Le Monde's executive editor, Jérôme Fenoglio, said that the other two major shareholders, Mr Pigasse and the Internet entrepreneur Xavier Niel, have kept the proper distance from the paper's journalists since taking control of Le Monde Group nine years ago.

"The newsroom is completely independent," Mr Fenoglio said.

Le Monde's reporters and editors had a controlling stake in the paper from its founding in 1944 until it was sold with their approval in 2010, and they still have a say in how it is run.
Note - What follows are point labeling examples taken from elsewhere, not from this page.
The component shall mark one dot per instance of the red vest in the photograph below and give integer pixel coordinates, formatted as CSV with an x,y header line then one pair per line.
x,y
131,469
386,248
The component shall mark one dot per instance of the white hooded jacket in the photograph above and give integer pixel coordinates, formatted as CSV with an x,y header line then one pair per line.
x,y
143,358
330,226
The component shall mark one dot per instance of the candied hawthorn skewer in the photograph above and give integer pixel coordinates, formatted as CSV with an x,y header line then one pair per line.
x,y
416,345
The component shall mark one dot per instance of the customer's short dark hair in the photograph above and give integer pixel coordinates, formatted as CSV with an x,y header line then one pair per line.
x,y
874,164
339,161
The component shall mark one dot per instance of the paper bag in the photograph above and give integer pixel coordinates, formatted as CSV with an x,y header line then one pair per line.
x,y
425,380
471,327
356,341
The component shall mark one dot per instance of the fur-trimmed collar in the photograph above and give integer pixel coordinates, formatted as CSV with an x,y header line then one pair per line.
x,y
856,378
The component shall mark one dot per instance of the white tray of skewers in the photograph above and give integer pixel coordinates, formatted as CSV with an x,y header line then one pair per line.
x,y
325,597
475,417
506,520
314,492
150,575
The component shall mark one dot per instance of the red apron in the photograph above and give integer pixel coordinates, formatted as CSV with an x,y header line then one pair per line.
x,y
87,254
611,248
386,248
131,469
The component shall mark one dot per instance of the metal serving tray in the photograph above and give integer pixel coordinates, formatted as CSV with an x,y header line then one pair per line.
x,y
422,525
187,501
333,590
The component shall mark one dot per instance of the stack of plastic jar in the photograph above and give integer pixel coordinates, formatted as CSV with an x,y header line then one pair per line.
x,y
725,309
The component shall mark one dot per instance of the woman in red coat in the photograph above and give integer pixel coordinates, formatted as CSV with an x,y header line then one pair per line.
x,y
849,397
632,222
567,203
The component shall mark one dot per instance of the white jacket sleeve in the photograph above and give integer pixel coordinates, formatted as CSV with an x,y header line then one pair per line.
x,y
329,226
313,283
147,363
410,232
What troubled some in the newsroom about Mr Kretinsky's entry into the ownership group, the editor added, was the lack of transparency surrounding it.

"The problem is that we heard it through the grapevine, truly the worst way to win our trust," Mr Fenoglio said. "The condition that would allow us to have confidence in Mr. Mr Kretinsky is simply to agree to our right of approval, and our right to approve or block his ownership in the company. Whoever the new shareholder is, if he loves Le Monde and wants to help it grow, he has to respect its independence."

Sophie des Déserts, who covers the media for the French edition of Vanity Fair, said Le Monde had little reason to worry about its new shareholder. "I don't see Daniel Kretinsky threatening the newspaper," she said. "It's not in his interest."

Sylvie Kauffmann, a columnist for Le Monde who was formerly its executive editor, said she would not rush to judge Mr Kretinsky, but noted that the paper's journalistic and financial success depend on its refusal to kowtow to the rich and powerful.

"A newspaper that can't be independent," she said, "is not a good newspaper."